As both the sample ACF and sample PACF appear to show no significance after lag 3, we could try various models up to say an ARIMA(3,0,3). In practice, we would test many different models and use some criterion, such as the Akaike information criterion (AIC), to help decide which model to use. We would then test the fit of the model before implementing it for actual use. The question only asks us to consider the sample ACF and sample PACF so we don’t do a detailed investigation at this point. We also don’t test the fit of the model as this is not asked for by the question.
An ARIMA model can be fitted using the arima() function. Don’t forget to type out the equation of the model that you fit, as asked for by the question.
The examiners commented that any ARIMA(p,0,q) model accompanied with appropriate justification received marks.
Looking ahead at subsequent parts in the question, we can see that in part (v) we try to fit a better model. For now we fit the ARIMA(3,0,3).
You may be wondering how you would know to choose a ARIMA(3,0,3) model here:
- If the PACF cuts off after lag 3, say, this is indicative of ARIMA(3,0,0).
- If the ACF cuts off after lag 3, say, this is indicative of ARIMA(0,0,3).
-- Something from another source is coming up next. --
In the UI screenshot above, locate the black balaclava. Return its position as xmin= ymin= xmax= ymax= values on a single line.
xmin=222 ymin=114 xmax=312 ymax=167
- However, if the PACF and ACF both don’t show significance after lag 3, say, then it’s not a simple case of saying that we have a ARIMA(3,0,3) because the autoregressive part of the time series process would affect the ACF and the moving average part of the time series process would affect the PACF.
This problem is compounded when trying to fit a time series to actual data because it’s never going to be perfect and it’s not always possible to observe either a clean ‘cut off’ or geometric decay of either the ACF or PACF. So, in reality, with more time, we would try a number of models including ARIMA(1,0,1), ARIMA(1,0,2), ARIMA(1,0,3), ARIMA(2,0,1), ARIMA(3,0,1),
ARIMA(2,0,2), ARIMA(2,0,3), ARIMA(3,0,2) and possibly more. You might be thinking that there isn’t time in the exam to try all of these. However, if you really had no idea which model to start with, it wouldn’t actually take that long to copy/paste the existing (fit.part3 <- arima(x = consumption, order = c(3, 0, 3))) already typed and change the p and q parameters a few times to compare a number of models. We show one way to take this approach in part (v), without having to copy and paste the same code multiple times.
The question asks us to ‘fit the most appropriate model based on the results in part (ii)’, so using what we know, and in the absence of trying many different models, ARIMA(3,0,3) is a possible choice here.
Hope that helps.
Dave